Jerome came into the room carrying a cardboard carton full of trophies. “Don’t forget these,” he barked.
“Dad,” Henry said gently, “I don’t want to take any trophies with me.”
“You take ‘em. Most of ’em are still in the livin‘ room, but you take these I picked out. To remind you of how hard you worked to get ’em!”
Henry and Eunice smiled. “Yes, sir,” the boy said.
“Too bad Chris isn’t drivin‘ to California with you, sweetheart,” Eunice said.
“He wants to stay and help his pa until the last minute,” Henry told her. “This is their busy season. And Coach Smith told me to report early.”
Eunice folded a shirt. “Henry, Coach Smith promised us you wouldn’t have any trouble with your grades. How can he make a promise like that?”

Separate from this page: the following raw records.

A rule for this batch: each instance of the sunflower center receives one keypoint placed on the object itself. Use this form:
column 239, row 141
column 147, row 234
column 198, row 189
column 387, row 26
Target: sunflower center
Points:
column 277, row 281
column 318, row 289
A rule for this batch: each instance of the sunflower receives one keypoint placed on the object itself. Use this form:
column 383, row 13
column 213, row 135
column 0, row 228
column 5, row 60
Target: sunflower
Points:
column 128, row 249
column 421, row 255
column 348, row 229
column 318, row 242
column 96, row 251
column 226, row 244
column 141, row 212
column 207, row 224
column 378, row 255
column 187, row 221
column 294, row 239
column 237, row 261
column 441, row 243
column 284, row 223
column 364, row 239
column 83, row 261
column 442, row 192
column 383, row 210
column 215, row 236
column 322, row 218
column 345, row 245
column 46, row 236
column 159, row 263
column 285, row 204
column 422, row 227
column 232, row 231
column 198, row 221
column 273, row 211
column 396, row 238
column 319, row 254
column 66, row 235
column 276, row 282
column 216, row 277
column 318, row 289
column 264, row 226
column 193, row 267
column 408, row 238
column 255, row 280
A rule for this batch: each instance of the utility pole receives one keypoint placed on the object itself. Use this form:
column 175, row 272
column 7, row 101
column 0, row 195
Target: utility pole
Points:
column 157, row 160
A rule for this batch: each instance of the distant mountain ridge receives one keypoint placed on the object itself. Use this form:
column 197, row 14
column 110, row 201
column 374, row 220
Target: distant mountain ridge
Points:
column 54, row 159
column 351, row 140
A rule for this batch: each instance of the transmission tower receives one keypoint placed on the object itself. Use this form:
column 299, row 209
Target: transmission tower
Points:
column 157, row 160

“He can make a promise like that,” Jerome shot at her, “because coaches like Smith take care o‘ basketball players like Henry. Right, Henry.”
“Right, Dad.”
Softly, Eunice said, “I thought Henry was goin‘ to college, not basketball camp. Gettin’ an education is why a person goes to college.”
Jerome’s laugh was a mocking bray. “Gettin‘ a pro contract is why Henry’s goin’ to college. Right, son?”
“Right.”
Eunice was determined to have her say. Addressing Jerome, but looking at Henry, she said, “I just thought that since Henry hardly opened a book all the way through high school, he just might have to pay more attention in order to—”
“To learn about the matin‘ dance of the tsetse fly?” Jerome barked. “Who cares about all that, Eunice? What’s in them books is donkey droppin’s! What a man does, that’s what they pay off on in this here life! Right, son?”
“Right, Dad.”
==========
Dawn, cool and clear. The September sun waited just below the horizon. Only the chirps of desert birds perched on phone wires interrupted the morning quiet.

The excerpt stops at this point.